Chez Peace, c’est... Plus complexe. A et B, c’est bien joli mais il reste moult lettres à attribuer aux points de chute et David Peace ne s’en prive pas. 

S’emparant d’un crime resté irrésolu, qui suscite une multiplication d’hypothèse qui n’a rien à envier au foisonnement de spéculations entourant l’assassinat de Kennedy (au point qu’on se dit qu’il serait peut-être plus efficace de s’interroger sur qui n’a pas tué JFK), Peace propose sa résolution. 

Elle se tient, mais comment dire, elle est fluctuante, insaisissable. On comprend l’essentiel mais quelque chose nous échappe, reste hors de notre portée. Et vous savez le plus sensationnel ? Ce n’est pas gênant. Plus fort encore, cela participe à l’insondable densité de ce livre hypnotique. 

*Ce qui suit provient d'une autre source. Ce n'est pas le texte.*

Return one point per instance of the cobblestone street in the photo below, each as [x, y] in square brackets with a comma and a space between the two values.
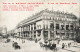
[31, 46]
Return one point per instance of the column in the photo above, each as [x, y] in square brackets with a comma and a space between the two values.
[42, 35]
[36, 34]
[48, 34]
[65, 29]
[54, 30]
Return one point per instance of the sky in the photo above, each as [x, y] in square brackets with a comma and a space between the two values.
[10, 19]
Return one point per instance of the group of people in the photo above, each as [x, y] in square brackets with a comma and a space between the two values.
[15, 45]
[49, 45]
[64, 45]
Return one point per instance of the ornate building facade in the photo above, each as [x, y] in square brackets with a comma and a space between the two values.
[48, 25]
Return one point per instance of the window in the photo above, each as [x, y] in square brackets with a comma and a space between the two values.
[51, 26]
[71, 26]
[57, 26]
[67, 27]
[62, 27]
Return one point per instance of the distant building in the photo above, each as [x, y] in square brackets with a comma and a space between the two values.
[48, 25]
[3, 31]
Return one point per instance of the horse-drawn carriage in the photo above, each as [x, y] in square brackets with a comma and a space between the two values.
[49, 45]
[16, 46]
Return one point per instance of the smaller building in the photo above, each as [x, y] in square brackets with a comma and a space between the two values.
[3, 31]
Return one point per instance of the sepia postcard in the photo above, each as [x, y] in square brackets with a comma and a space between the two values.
[39, 25]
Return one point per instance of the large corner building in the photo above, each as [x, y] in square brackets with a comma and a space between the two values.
[48, 25]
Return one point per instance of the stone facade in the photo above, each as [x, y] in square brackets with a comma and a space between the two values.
[48, 25]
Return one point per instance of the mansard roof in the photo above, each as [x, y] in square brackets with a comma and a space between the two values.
[69, 15]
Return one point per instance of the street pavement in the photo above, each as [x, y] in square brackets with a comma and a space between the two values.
[31, 46]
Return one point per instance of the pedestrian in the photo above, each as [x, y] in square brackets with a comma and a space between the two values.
[63, 45]
[69, 44]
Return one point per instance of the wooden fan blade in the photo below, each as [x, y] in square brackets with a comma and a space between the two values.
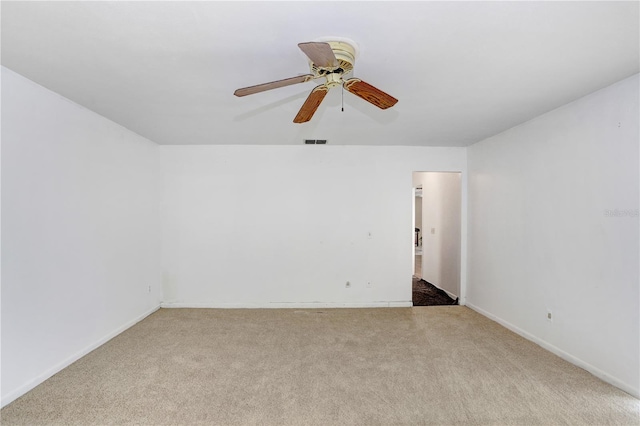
[369, 93]
[311, 104]
[319, 53]
[272, 85]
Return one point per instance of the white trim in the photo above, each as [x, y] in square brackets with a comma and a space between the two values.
[279, 305]
[17, 393]
[635, 392]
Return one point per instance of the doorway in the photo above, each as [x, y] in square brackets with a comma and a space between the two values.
[437, 235]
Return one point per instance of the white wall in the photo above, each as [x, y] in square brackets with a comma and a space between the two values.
[540, 237]
[80, 232]
[309, 233]
[441, 211]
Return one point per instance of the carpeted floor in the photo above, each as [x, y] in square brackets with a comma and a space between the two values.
[426, 294]
[442, 365]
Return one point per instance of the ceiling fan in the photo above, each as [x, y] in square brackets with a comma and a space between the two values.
[331, 60]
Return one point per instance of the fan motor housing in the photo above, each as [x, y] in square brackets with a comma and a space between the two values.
[345, 53]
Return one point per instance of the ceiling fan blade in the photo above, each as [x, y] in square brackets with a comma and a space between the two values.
[319, 53]
[272, 85]
[369, 93]
[311, 104]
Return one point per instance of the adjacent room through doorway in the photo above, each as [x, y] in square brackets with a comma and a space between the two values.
[437, 238]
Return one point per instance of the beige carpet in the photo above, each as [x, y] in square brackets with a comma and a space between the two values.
[428, 365]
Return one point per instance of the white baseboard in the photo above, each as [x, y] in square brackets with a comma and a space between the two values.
[295, 305]
[16, 393]
[635, 392]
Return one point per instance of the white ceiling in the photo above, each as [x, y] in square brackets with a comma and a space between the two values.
[462, 71]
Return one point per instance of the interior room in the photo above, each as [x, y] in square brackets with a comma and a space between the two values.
[138, 193]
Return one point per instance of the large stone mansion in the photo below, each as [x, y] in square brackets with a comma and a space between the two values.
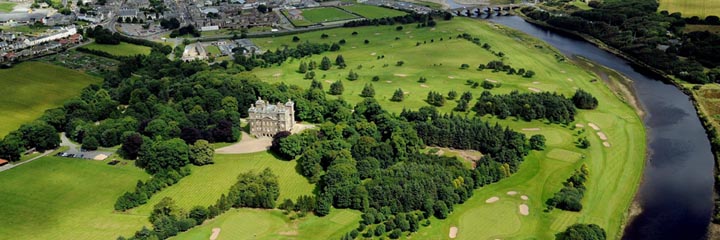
[266, 119]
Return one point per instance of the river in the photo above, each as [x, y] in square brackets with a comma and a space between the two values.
[676, 191]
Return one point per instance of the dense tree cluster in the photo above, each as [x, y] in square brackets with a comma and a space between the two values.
[582, 232]
[635, 27]
[528, 106]
[570, 196]
[584, 100]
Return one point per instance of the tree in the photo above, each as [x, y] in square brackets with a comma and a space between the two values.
[584, 100]
[368, 91]
[336, 88]
[398, 96]
[537, 142]
[302, 68]
[582, 232]
[340, 61]
[90, 143]
[352, 76]
[201, 153]
[325, 64]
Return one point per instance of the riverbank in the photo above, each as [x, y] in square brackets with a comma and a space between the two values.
[703, 114]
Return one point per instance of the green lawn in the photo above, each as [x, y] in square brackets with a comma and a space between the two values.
[614, 172]
[205, 185]
[7, 6]
[688, 8]
[325, 14]
[122, 49]
[272, 224]
[30, 88]
[63, 198]
[369, 11]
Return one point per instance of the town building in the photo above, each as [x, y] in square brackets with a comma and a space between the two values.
[266, 119]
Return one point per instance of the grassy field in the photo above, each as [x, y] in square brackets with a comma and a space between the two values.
[63, 198]
[325, 14]
[615, 171]
[688, 8]
[272, 224]
[32, 87]
[122, 49]
[205, 185]
[7, 6]
[369, 11]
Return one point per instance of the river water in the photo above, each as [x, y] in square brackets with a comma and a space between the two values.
[676, 190]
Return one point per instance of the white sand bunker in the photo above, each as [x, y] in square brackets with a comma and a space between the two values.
[602, 136]
[524, 209]
[216, 233]
[453, 232]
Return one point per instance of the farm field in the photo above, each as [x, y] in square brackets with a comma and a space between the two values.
[7, 6]
[369, 11]
[122, 49]
[325, 14]
[33, 87]
[63, 198]
[689, 8]
[272, 224]
[615, 171]
[206, 183]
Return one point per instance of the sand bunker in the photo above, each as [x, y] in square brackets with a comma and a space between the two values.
[216, 233]
[524, 209]
[492, 200]
[602, 136]
[453, 232]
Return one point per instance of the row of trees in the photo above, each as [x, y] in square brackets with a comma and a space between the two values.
[570, 196]
[528, 106]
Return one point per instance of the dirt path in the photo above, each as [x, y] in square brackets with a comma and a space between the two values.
[247, 144]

Plus qu’une investigation se déroulant sur plusieurs décennies, à trois époques, Tokyo revisitée est un livre sur la folie. Tokyo rend fou. Le Tokyo occupé, en ruine, découvrant, effaré, que la promesse d’un peuple supérieur guidé par un empereur-dieu est aussi substantielle qu’une larme sous la pluie. 

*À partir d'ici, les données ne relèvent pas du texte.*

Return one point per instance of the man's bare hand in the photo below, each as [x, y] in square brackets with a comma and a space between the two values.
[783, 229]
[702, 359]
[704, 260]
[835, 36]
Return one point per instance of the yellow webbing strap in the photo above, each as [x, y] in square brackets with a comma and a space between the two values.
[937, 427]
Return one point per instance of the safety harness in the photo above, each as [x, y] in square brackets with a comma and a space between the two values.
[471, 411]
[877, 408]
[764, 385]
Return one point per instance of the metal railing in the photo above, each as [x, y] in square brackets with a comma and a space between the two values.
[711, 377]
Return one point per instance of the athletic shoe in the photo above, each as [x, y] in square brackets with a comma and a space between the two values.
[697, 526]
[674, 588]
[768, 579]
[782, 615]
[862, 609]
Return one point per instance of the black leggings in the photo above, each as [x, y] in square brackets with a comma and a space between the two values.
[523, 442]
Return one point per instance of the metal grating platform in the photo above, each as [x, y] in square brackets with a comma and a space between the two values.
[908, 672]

La littérature doit-elle glisser, se lire aussi facilement qu’on mange un Donut ? 

Pas nécessairement. 

Lire David Peace demande une concentration, une attention, et là, de comprendre que facilité et plaisir ne vont pas forcément de pair. Tokyo revisitée est un plaisir de lecture. Tokyo revisitée est un chef-d’œuvre.